I have a tank full of red bellies... and am wondering what species I can put in with them.
Can I put a cariba in with them?
How about a black piranha?

Also, how do I train them to eat?


----------



## addicted216 (Sep 30, 2011)

it depends, you could put Caribe with them,payara,terns, but as always its a risk with piranha, some might not make it, youwould have to get them the same size or close, when adding them rearrange your deco before you add them, keep temp at 75, no more than 78, higher the temp the more agresive they get. how I like to do but is more of a pain and stressful on the fish is I would take the reds out add the Caribe then put the reds back in, it isn't really needed, but evry chance of success is worth it. no to the black piranha, may last for a little while but I wouldn't even try it.


----------



## Umadbro (Sep 2, 2013)

I would put in a couple Goliath tiger fish. Do a whole Congo theme.


----------



## Ægir (Jan 21, 2006)

Your hands, fingers, and face...

If you are lucky, they will feed right away.


----------



## addicted216 (Sep 30, 2011)

what a bunch of douche bags! no wonder why this site is dead


----------



## memento (Jun 3, 2009)

There is plenty of choice what you can put in with piranhas.

- driftwood;
- sand;
- water;
- anything you want to feed them;
- etc


----------



## Umadbro (Sep 2, 2013)

addicted216 said:


> what a bunch of douche bags! no wonder why this site is dead


Seriously? Lmao...I am very new to this site and even I could figure out that the OP has been a long time member of this forum and is more than knowledgable on the basics or tank mate compatibility.


----------



## Ægir (Jan 21, 2006)

Umadbro said:


> what a bunch of douche bags! no wonder why this site is dead


Seriously? Lmao...I am very new to this site and even I could figure out that the *OP has been a long time member of this forum and is more than knowledgeable* on the basics or tank mate compatibility.
[/quote]

Exactly... it was a joke

And there is no need for name calling, if you thought it was offensive or out of place you should have reported it.


----------



## Piranha_man (Jan 29, 2005)

Haha, ya, I was just playin' around.

Got a kick out of some of the answers

So how the hell's everybody doing lately?
Nice to see some old faces and some cool new ones!

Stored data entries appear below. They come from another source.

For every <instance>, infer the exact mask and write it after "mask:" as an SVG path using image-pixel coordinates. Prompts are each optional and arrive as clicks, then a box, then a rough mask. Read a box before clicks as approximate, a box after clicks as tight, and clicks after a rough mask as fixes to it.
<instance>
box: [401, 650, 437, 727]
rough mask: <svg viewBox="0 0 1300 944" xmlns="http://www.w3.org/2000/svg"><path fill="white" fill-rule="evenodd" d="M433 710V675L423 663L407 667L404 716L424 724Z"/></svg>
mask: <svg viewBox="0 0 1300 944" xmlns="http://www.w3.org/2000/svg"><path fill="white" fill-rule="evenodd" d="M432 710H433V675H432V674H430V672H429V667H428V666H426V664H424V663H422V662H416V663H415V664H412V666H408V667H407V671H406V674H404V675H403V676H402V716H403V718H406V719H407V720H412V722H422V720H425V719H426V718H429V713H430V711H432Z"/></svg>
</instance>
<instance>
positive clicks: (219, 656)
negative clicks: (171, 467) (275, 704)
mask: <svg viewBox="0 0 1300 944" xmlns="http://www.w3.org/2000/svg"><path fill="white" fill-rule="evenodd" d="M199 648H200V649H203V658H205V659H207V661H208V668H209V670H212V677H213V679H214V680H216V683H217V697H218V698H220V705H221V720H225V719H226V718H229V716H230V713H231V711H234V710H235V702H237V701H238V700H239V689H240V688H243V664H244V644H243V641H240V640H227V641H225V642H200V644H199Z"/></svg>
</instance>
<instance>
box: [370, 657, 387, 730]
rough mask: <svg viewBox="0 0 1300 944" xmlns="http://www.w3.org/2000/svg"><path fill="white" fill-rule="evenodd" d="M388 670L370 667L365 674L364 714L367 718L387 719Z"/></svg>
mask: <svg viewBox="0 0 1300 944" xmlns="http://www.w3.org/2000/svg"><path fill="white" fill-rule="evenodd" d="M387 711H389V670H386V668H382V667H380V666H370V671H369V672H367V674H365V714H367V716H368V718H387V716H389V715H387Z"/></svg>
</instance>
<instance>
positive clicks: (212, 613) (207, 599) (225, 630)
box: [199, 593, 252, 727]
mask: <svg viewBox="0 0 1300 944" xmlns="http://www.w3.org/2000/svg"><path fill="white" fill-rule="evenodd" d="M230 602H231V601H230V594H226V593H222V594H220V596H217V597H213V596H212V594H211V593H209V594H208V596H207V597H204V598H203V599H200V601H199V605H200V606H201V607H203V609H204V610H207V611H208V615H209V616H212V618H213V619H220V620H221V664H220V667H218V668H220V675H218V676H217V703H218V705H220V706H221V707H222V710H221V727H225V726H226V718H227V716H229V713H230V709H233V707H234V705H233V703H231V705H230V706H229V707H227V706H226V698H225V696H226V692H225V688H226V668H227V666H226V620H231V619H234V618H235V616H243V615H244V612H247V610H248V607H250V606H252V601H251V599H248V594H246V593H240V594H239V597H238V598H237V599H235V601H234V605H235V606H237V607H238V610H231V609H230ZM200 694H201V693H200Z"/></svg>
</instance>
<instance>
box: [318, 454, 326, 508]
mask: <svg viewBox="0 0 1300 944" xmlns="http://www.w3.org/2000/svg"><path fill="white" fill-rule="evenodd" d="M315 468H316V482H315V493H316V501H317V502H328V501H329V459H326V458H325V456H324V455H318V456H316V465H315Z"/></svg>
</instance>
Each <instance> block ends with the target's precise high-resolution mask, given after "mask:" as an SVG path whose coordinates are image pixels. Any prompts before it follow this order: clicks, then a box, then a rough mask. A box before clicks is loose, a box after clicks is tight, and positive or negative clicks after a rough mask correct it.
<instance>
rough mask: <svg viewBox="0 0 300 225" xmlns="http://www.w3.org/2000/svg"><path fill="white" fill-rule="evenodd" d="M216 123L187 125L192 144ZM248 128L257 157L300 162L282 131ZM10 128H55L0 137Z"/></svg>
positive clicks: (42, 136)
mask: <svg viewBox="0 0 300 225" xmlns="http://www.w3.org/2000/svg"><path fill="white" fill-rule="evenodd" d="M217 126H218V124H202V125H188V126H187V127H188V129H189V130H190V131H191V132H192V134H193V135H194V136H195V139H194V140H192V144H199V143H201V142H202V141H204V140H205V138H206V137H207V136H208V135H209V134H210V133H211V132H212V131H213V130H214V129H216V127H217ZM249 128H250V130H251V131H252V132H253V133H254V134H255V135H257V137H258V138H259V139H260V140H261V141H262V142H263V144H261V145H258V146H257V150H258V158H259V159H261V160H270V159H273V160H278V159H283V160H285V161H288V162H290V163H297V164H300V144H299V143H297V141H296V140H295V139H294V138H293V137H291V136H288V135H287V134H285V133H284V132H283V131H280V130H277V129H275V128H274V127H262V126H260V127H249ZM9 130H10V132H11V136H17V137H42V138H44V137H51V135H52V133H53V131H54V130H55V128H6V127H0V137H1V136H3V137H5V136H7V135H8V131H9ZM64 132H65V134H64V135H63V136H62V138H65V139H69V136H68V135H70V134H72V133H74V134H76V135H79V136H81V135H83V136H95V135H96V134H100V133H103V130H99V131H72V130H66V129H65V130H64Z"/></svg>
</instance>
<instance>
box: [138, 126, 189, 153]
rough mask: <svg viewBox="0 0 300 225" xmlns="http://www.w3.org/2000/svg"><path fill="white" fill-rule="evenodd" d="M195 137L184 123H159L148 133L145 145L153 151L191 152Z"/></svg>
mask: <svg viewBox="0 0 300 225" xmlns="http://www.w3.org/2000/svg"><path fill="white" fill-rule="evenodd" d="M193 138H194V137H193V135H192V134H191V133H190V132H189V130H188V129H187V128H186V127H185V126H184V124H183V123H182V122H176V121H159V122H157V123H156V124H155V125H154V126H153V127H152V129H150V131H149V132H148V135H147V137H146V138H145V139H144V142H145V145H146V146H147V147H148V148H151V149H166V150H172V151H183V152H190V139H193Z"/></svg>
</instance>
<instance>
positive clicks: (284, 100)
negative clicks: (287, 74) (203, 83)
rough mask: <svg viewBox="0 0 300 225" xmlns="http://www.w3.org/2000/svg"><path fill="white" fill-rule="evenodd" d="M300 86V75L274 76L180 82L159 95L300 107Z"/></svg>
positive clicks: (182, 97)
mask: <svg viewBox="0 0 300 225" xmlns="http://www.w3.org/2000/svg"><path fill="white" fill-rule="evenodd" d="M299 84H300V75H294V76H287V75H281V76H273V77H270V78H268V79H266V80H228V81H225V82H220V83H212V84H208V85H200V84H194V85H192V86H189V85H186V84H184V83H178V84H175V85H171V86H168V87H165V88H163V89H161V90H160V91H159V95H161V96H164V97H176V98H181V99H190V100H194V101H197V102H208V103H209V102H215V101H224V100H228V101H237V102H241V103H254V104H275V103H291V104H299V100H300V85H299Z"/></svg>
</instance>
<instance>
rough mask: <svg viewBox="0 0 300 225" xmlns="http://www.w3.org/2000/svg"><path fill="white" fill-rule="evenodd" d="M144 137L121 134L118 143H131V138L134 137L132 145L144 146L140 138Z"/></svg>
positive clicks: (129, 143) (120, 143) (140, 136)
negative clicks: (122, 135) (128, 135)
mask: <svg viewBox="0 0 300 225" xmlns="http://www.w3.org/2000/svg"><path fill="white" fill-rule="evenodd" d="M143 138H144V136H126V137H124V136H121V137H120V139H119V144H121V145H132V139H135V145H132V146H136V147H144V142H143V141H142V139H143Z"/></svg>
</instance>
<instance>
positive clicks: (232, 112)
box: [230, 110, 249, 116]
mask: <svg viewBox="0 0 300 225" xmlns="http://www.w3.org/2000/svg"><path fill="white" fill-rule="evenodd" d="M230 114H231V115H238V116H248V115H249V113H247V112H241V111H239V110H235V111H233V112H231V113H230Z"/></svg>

(addicted was just stickin' up for the 'new guy...')

So what would it take to get this site to kick ass again?
(oops, I'm derailing my own thread...)

Back on topic:

So I decided to throw in some guppies... it was a complete success!
The Ps are fed and the guppies are 'in a better place.'


----------



## Piranha_man (Jan 29, 2005)

Alright, this is a ridiculous thread... let's chalk it up to "P-man had a little too much to puff."









Shuttin' 'er down.


----------